Paramount also has reason to celebrate, as “Mission: Impossible — The Final Reckoning”, which opened the same day as “Lilo & Stitch”, made $25 million more than 2023’s “Dead Reckoning — Part One”, to conclude the 30-year Tom Cruise cinematic saga. End of May and early June titles “Karate Kid: Legends” ($53M) and “Ballerina” ($58M) didn’t live-up to franchise predecessors, and Wes Anderson’s “The Phoenician Scheme” (a tad under $20M) was down 30% from “Asteroid City” just two years ago.
Family remake momentum continued with Universal and DreamWorks’ “How to Train Your Dragon” ($262 million and counting).
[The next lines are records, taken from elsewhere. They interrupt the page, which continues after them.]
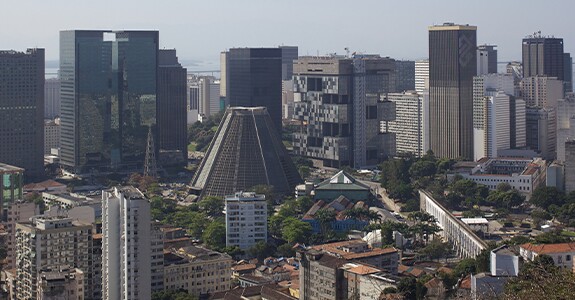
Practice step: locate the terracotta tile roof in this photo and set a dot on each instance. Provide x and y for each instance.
(549, 248)
(244, 267)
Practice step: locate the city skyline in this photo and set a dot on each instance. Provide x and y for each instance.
(390, 29)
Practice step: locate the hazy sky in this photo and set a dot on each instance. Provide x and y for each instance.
(199, 30)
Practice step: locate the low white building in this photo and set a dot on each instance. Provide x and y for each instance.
(522, 174)
(562, 253)
(246, 219)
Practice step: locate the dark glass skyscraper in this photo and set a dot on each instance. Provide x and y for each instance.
(108, 96)
(543, 56)
(452, 65)
(172, 96)
(22, 110)
(255, 79)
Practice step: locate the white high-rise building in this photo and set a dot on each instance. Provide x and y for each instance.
(541, 91)
(421, 75)
(409, 124)
(129, 246)
(246, 219)
(498, 117)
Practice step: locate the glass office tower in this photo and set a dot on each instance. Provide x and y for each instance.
(108, 95)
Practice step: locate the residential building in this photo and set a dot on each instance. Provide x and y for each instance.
(541, 91)
(51, 135)
(171, 106)
(570, 166)
(404, 75)
(62, 282)
(132, 253)
(109, 94)
(522, 174)
(421, 75)
(386, 259)
(49, 243)
(22, 110)
(562, 253)
(543, 56)
(541, 131)
(246, 151)
(254, 78)
(337, 102)
(51, 98)
(197, 270)
(409, 123)
(486, 59)
(246, 219)
(452, 65)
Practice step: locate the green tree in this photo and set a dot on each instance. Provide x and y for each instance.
(545, 196)
(296, 231)
(215, 235)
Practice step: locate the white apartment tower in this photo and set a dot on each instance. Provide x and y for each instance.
(409, 124)
(246, 219)
(49, 243)
(421, 75)
(127, 239)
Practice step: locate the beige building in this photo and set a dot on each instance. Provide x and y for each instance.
(49, 242)
(62, 282)
(197, 270)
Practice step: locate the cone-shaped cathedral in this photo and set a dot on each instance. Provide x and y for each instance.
(246, 151)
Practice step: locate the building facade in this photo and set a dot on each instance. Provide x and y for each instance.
(108, 95)
(452, 65)
(22, 110)
(171, 106)
(246, 219)
(130, 250)
(543, 56)
(52, 98)
(254, 78)
(337, 101)
(49, 243)
(486, 59)
(409, 124)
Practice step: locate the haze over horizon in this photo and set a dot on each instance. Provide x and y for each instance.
(201, 30)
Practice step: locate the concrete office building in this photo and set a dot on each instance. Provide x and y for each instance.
(254, 78)
(50, 242)
(404, 75)
(22, 110)
(570, 166)
(498, 117)
(51, 135)
(131, 253)
(541, 91)
(541, 131)
(543, 56)
(486, 59)
(108, 94)
(568, 73)
(452, 65)
(410, 121)
(565, 124)
(421, 75)
(171, 107)
(246, 219)
(338, 103)
(51, 98)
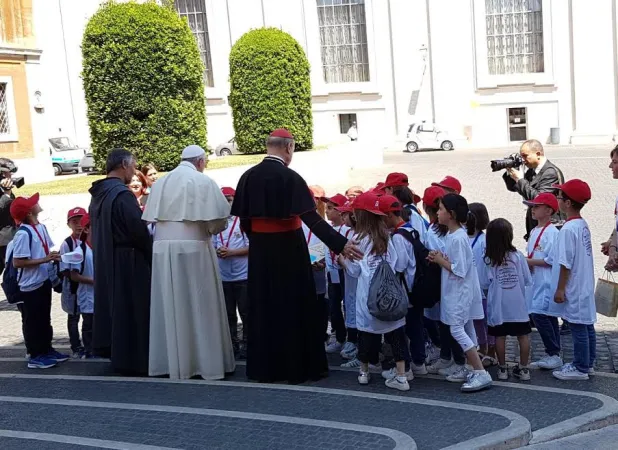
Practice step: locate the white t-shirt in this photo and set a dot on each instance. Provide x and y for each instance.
(233, 268)
(539, 295)
(349, 293)
(85, 292)
(573, 250)
(461, 292)
(506, 289)
(406, 262)
(417, 222)
(319, 276)
(363, 270)
(332, 266)
(33, 277)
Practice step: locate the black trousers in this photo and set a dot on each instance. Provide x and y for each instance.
(369, 346)
(37, 320)
(87, 320)
(335, 297)
(235, 293)
(73, 328)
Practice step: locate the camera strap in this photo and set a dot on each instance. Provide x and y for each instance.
(538, 239)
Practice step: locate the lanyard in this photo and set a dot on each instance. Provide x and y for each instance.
(229, 236)
(476, 239)
(332, 254)
(538, 239)
(43, 241)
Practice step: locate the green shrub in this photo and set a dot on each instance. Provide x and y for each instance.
(143, 79)
(269, 88)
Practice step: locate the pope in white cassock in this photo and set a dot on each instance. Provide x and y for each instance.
(189, 334)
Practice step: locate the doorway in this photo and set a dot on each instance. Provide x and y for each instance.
(517, 124)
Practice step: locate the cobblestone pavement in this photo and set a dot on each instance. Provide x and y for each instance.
(80, 404)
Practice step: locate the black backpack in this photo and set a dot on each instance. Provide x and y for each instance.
(12, 275)
(426, 289)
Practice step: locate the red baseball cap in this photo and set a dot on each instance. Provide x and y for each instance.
(76, 212)
(546, 199)
(395, 179)
(282, 132)
(21, 207)
(369, 202)
(432, 194)
(228, 192)
(389, 203)
(576, 190)
(449, 182)
(85, 220)
(337, 199)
Live-action version of “HTTYD2” is set for June 2027. Star power and grown-up rom-dram counter programming of Celine Song’s “Materialists” ($36.5M) helped it become A24’s 7th biggest film of all-time. “28 Years Later” made nearly $10M more than “Elio” in their late June opening weekend face-off, but the Pixar animated feature ended-up totaling a few million more than Danny Boyle’s horror/thriller. “Elio” didn’t have quite the impact of fellow Pixar original “Elemental” ($154M in Summer 2023), but it did have a 3.5x multiple ($72.9M from a $20.8M open), rare for most major releases.
After a couple of larger than expected drops, “F1” has had some staying power during the second half of summer. It’s closing-in on $185 million domestically, plus another $400 million overseas. “F1” crushed “M3GAN 2.0” in their debut weekend. The Blumhouse sequel is arguably the biggest bomb of the summer, with just $24 million domestically. (The first one did $95M).
“Jurassic World: Rebirth”, a surprise $5 Regal Monday Mystery Movie more than a week before its 4th of July release, is one of the top grossers worldwide at over $800 million, but that’s down $200M from 2022’s “Dominion”. (Domestically it’s $332M to $376M, a 12% decline.) Overtaking its North America total is “Superman”, with strong WOM propelling a $125M open to a $341M total and counting. Marvel’s “The Fantastic Four: First Steps” doesn’t have the same kind of ‘repeat business’ impact, and it shows, with a smaller debut ($118M) and much smaller total (currently $250M).
July 18th trio of “I Know What You Did Last Summer”, “Eddington” and “Smurfs” all underperformed, though the animated revival of those iconic characters is doing much more business overseas. Another animated return is hoping for repeat success, as “The Bad Guys 2” is close to matching its 2022 predecessor beat for beat at this point, hoping to reach $97M again.
Paramount’s “The Naked Gun” has attracted some business, but not exceptional numbers. It joins fellow comedy “Friendship” and NEON drama “The Life of Chuck” as films with significant, over-hyped, positive critical praise ahead of their releases. Disney’s fun (once it gets going) sequel “Freakier Friday” is bringing-in some moviegoers, though I thought it could do a little better. The late summer surprise is certainly horror flick “Weapons”, which is at $92 million and climbing —one of a half-dozen major success stories for WB in 2025.